Acquisition of RT3DE data was performed in all patients in a reasonable time (approximately 1 min for acquisition and 5 min for data analysis). The TA was clearly delineated in all patients. An oval-shaped TA (not circular) was visualized by RT3DE and MRI (Fig. 1). TAD3D was obtained with very good interobserver agreement (mean difference −0.4 ± 1.5 mm, agreement −3.4–2.6). There was a good correlation between TADMRI and TAD3D (R = 0.75, P = 0.001), while TAD2D was fairly correlated with TAD3D and TADMRI (R = 0.5, P = 0.01 for both). There were no significant differences between RT3DE and MRI in TAD, TAA, TAFS, and TAFAC measurements, while TAD2D and TAFS2D were significantly underestimated (P < 0.001) (Table 1). TAFS2D was not correlated with RV-EF, while TAFS3D and TAFAC3D were fairly correlated with RV-EF (r = 0.49, P = 0.01, and r = 0.47, P = 0.02 respectively).

Table 1 Comparison between measurements of TA size and function by 2DE, RT3DE and MRI

Discussion

In the present study, the morphological and functional aspects of TA were assessed by MRI and RT3DE. The main findings of our study are (1) TA shape was not circular but oval, (2) TAD measurement by RT3DE is more accurate than by 2DE, and (3) TA function was fairly correlated with RV function.

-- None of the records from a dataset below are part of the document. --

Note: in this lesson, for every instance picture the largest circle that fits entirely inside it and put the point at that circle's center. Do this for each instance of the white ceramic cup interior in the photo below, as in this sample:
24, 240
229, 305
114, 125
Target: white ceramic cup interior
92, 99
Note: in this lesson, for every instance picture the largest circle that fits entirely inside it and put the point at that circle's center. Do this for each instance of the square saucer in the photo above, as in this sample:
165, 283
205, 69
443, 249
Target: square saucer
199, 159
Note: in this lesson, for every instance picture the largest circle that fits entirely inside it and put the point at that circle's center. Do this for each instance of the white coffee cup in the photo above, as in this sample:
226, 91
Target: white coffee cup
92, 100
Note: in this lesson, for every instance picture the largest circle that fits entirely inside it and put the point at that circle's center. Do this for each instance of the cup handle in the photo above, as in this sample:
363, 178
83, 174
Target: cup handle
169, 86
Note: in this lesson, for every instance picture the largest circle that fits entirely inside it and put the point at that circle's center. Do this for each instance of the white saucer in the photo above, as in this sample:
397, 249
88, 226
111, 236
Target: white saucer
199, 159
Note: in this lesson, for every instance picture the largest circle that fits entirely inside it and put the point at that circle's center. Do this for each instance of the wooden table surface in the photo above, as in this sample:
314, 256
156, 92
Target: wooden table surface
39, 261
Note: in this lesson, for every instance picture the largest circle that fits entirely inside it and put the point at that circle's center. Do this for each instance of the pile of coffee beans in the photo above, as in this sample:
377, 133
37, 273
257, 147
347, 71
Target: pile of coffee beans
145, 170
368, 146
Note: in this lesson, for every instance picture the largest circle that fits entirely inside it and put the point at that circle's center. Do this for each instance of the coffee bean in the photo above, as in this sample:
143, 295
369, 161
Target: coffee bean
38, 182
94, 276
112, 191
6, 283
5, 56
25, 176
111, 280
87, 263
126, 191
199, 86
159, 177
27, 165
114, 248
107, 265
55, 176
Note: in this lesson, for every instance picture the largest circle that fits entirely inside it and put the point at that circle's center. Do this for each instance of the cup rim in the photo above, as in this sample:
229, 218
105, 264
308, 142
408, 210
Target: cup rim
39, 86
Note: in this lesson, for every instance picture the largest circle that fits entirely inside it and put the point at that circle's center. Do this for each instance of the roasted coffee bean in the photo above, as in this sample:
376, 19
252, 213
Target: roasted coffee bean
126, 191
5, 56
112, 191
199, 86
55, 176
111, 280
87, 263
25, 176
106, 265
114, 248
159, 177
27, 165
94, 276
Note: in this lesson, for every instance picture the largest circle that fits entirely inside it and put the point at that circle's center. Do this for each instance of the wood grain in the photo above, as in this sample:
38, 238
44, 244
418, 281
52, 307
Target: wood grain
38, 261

TAD measurements have an important role in the TV surgical decision-making process not only for the selection of patients undergoing surgery, but also the type of surgical technique (valve plication or ring placement) [1315]. Although 2DE is helpful to assess TV function and to detect TR severity it has important limitations in describing TV morphological details, such as TAD [14, 15]. RT3DE may yield more detailed anatomical description of TA morphology and function [16, 17]. In the present study, the TA was visualized well in all subjects allowing even measurements of its area. This is in accordance with Schnabel et al. [11] who reported well or at least sufficient TA visualization in over 90% of patients. The measurements of TAD by RT3DE and MRI showed good correlation without significant difference between both techniques. When TAD2D measurements were compared with the TAD3D and TADMRI measurements, 2D measurements were significantly underestimated. Analysis of TA motion by M-mode, 2DE and tissue Doppler imaging has been studied as a feasible marker for RV function reflecting the longitudinal RV shortening and lengthening. All these analyses described the physiological behaviour of TA plane systolic motion towards the apex along the RV long axis [510]. The TA plane systolic displacement is not influenced by its complex structure and asymmetrical shape [18] In the present study TA circumferential and horizontal motion along the RV short axis was assessed by RT3DE. TA motion along the RV short axis, which was fairly correlated with RV function that was assessed by MRI as a standard method for assessing RV ejection fraction. Fair and not good correlation may be explained by the meridional motion of the muscles and other structures of the RV inflow region. Furthermore, the myocytes are disposed longitudinally in the inflow region and more sensitive to meridional stress [19]. Despite this fair correlation, the summation of TA motion along both RV long and short axes increases the accuracy and correlation values for estimation of RV function [20].

Study limitation

The main limitation of this study is that RT3DE images more critically depend on image quality than 2DE images and the value of RT3DE should be assessed in a more non-selected (image quality). Due to the high cost of MRI, a small number of patients were included.

Conclusions

RT3DE helps in accurate assessment of TA comparable to MRI, while 2DE could not be relied on due to underestimation. This may have important implications in the TV surgical decision-making processes. RT3DE analysis of TA function could be used as a marker of RV function.